Identification of a GRK3 inhibitor LD2 that strongly suppressed the malignant behavior of GAC cells in vitro
Since GRK3 belongs to the kinase family, which is known to be druggable [21, 22], we elected to investigate the potential of targeting GRK3 with inhibitors to block GAC progression. To this end, we screened a library of compounds for inhibiting GRK3 kinase using recombinant GRK3 protein and the Z-LYTE in vitro kinase assay from Invitrogen. Flow charts of our compound library screening strategies for identifying novel GRK3 inhibitors is shown in Supplementary Fig. 3. The primary screen was carried out using the Invitrogen Z-LYTE assay with single dose of 10 µM of compounds in the library.

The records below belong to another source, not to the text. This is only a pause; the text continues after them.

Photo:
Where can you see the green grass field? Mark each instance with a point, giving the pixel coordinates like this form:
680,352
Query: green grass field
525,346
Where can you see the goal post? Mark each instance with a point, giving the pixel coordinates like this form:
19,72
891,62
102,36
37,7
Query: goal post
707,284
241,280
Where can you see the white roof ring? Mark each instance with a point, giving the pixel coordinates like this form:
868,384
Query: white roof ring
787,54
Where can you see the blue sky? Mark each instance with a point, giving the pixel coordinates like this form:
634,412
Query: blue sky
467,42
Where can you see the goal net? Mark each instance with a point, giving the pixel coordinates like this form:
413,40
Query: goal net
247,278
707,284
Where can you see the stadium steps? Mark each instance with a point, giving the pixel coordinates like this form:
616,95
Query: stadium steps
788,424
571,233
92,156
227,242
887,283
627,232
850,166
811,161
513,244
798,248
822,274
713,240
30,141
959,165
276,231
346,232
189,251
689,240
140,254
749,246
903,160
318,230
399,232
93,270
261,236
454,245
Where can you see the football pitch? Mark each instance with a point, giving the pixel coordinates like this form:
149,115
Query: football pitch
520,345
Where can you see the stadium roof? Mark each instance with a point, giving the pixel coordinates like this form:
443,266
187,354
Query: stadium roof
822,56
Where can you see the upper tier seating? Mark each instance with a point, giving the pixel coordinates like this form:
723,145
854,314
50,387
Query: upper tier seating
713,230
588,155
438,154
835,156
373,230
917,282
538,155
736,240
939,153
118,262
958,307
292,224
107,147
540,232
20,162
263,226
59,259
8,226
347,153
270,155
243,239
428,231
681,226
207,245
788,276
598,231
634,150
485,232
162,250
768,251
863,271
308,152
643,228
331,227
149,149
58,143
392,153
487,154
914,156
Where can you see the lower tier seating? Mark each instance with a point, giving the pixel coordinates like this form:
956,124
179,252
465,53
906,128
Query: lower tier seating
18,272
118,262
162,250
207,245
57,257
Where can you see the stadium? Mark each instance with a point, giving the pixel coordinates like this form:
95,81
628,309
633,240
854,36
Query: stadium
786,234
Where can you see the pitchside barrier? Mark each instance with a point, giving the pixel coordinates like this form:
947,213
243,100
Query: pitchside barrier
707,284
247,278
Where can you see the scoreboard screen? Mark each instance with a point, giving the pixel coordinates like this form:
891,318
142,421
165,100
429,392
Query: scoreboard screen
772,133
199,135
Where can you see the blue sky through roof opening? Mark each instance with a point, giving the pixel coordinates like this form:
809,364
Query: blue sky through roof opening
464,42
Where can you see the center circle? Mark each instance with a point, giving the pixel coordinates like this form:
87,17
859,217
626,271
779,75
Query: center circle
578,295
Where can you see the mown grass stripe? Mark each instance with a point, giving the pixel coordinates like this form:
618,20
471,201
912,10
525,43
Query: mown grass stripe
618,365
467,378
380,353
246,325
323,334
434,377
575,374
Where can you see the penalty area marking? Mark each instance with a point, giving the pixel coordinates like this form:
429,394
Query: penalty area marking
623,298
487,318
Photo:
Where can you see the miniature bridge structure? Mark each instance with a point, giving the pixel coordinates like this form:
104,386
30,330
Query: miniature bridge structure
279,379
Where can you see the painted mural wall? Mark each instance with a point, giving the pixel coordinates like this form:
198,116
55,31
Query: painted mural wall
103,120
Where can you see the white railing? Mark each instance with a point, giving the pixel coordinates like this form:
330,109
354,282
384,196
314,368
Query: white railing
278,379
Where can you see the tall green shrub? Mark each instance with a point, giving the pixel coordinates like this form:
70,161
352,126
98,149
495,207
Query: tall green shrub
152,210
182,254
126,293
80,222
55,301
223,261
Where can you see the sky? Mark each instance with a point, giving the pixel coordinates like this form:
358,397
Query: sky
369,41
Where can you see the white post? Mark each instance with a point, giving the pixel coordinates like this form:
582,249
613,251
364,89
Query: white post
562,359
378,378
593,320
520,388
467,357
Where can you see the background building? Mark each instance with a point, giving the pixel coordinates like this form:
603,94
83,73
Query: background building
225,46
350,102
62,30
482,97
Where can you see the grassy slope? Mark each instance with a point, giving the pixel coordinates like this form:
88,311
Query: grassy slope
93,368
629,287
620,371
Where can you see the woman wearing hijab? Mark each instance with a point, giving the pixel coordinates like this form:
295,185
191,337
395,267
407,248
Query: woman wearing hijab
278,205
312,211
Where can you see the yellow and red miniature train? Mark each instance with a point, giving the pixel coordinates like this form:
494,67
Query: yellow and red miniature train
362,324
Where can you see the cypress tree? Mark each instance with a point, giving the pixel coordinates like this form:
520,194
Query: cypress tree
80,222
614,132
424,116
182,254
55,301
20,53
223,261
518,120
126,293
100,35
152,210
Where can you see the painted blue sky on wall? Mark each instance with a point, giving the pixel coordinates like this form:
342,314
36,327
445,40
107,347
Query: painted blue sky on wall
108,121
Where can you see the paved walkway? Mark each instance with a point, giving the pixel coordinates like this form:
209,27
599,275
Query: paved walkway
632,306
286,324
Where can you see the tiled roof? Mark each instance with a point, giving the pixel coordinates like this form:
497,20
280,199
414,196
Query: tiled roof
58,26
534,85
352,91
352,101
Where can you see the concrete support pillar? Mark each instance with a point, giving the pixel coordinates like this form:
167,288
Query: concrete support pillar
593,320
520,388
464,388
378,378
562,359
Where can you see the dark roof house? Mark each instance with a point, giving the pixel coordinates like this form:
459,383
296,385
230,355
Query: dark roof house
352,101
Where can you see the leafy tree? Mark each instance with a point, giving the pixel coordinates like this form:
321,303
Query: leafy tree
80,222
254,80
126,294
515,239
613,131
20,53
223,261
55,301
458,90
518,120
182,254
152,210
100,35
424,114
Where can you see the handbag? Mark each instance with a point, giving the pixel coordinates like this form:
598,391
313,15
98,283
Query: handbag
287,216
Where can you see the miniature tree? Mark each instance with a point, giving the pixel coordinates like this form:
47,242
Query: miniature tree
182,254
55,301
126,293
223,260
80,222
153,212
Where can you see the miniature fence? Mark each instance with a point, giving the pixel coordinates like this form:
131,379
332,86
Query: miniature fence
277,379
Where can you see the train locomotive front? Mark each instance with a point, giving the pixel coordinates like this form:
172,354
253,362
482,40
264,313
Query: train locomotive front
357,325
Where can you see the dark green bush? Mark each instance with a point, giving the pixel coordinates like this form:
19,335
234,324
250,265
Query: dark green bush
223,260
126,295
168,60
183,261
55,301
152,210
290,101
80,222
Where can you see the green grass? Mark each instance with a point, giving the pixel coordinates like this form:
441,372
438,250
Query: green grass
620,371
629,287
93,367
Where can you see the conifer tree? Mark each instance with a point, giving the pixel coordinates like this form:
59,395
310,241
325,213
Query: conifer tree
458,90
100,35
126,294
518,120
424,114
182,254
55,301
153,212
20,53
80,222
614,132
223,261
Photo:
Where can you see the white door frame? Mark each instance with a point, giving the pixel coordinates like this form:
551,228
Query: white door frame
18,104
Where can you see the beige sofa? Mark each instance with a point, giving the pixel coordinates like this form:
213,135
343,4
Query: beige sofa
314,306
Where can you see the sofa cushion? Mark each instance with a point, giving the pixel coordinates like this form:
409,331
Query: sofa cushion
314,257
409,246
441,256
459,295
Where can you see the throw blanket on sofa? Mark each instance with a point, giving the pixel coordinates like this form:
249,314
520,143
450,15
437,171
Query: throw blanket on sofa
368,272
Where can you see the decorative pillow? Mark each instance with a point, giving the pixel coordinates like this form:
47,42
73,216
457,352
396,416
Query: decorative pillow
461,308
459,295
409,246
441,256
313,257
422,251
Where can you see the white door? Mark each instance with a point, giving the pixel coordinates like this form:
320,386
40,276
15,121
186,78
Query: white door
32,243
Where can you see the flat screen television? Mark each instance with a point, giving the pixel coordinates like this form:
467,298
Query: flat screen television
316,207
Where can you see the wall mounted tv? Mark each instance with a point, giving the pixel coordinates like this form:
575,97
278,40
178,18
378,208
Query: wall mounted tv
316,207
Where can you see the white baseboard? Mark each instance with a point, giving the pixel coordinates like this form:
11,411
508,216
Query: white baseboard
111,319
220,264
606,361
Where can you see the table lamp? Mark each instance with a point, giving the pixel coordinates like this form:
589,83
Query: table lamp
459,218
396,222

After the primary screen, hits were cherry picked and assayed for a dose response curve with 9 compound dilutions (twofold serial dilution) (separate manuscript in preparation). From these screens, we identified a compound, which we called LD2, its chemical structure was shown in Fig. 3A. We found that LD2 strongly inhibited GRK3’s kinase activity with the half-maximal inhibitory concentration (IC50) of 82 nM (Fig. 2B). LD2’s inhibition of GRK3 with IC50 of 82 nM was much stronger than inhibition of GRK2 with IC50 of 1954 nM (Fig. 2C), indicating the specificity of LD2 on GRK3. The specificity of LD2 targeting GRK3 was further confirmed when treating MKN45-GRK3 OE cells and control cells using LD2 at different dosage and found that LD2 significantly suppressed tumor cell growth in MKN45-GRK3 OE cells, but no effects in MKN45-GFP control cells (Supplementary Fig. 4A). Interestingly, we found that LD2 significantly suppressed tumor cell growth, colony formation,, and invasion,in a dose-dependent manner in patients-derived GA0518 and GA0804 cells, as well as AGS cell line (Fig. 3D-F, and Supplementary Figs. 4B & 4C). Most importantly, LD2 also suppressed GAC cells invasion induced by overexpression of GRK3 in both KATO III and MKN45 cells (Fig. 3G & 3H), suggesting that GRK3 played a critical role in regulating phenotypic aggressiveness of GAC, while LD2 could curtail the malignant phenotype induced by GRK3.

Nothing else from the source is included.